Wesley J. Bergen is visiting Professor at Wichita State University.
- 1. Introduction; A Basic Overview Of Ritual Theory, Using Catherine Bell, Ronald Grimes And Tom Driver As Major Figures. This Chapter Also Deals With The Question Of How To Use Anthropological Theory To Study A Text. 2. Leviticus Meets Mcdonalds; A Study Of The Modern Approach To Meat Processing And Consumption As It Compares And Contrasts With Leviticus 1-7.; 3. Leviticus And The Church Of Monday Night Football; A Comparison Of An Ancient Ritual (leviticus 4) And A Modern One.; 4. Leviticus In Africa And North America; A Study Of All Modern African Christian Responses To Leviticus Or To Sacrifice In General. Africa Is One Place Where Christians Still Participate In Animal Sacrifice. Their Response To Leviticus Allows North American Readers An Opportunity To See What We Don't See When We Read (or Don't Read) Leviticus.; 5. Sacrificing Our Sons And Daughters; This Is A Comparison Between Sacrifice Described In Leviticus And Sacrifice As Practised In The American Military.; 6. The Afterlife Of Leviticus 1-7; This Chapter Focuses On Various Responses To Leviticus.

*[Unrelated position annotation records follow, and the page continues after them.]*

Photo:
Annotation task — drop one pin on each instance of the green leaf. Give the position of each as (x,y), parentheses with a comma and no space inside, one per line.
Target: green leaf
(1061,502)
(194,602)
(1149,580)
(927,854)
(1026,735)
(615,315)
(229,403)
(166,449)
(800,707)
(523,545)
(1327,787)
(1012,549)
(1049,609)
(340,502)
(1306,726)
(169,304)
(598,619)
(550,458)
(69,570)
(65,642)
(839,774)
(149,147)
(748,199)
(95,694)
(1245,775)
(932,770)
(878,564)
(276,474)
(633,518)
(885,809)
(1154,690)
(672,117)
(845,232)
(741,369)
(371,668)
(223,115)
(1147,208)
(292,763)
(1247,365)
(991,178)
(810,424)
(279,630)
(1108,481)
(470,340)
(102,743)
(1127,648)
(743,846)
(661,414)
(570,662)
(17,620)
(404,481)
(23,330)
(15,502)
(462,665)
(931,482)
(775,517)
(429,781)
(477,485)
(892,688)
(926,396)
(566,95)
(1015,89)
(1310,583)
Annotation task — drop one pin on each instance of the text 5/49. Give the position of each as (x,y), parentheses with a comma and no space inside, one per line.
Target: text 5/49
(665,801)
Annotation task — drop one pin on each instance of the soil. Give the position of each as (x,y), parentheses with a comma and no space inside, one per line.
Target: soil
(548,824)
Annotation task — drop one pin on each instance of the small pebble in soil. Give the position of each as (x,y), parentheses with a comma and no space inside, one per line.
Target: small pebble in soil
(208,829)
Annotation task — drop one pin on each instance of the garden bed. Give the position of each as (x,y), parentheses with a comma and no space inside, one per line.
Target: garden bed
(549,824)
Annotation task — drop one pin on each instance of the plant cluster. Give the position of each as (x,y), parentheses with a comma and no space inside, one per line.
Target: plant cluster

It Begins With A Prophetic Critique Of Ritual, Then Moving On To New Testament Texts And The Writings Of The Early Church. It Then Discusses The Current Debate In Atonement Theory, And How This Affects Our Understanding Of Sacrifice.; 7. A Postmodern Commentary On Leviticus 7; Meant As Both A Commentary And A Summary Of The Book, This Chapter Takes The Various Themes Of The Book And Weaves Them Together To Create A Commentary On A Specific Piece Of Leviticus.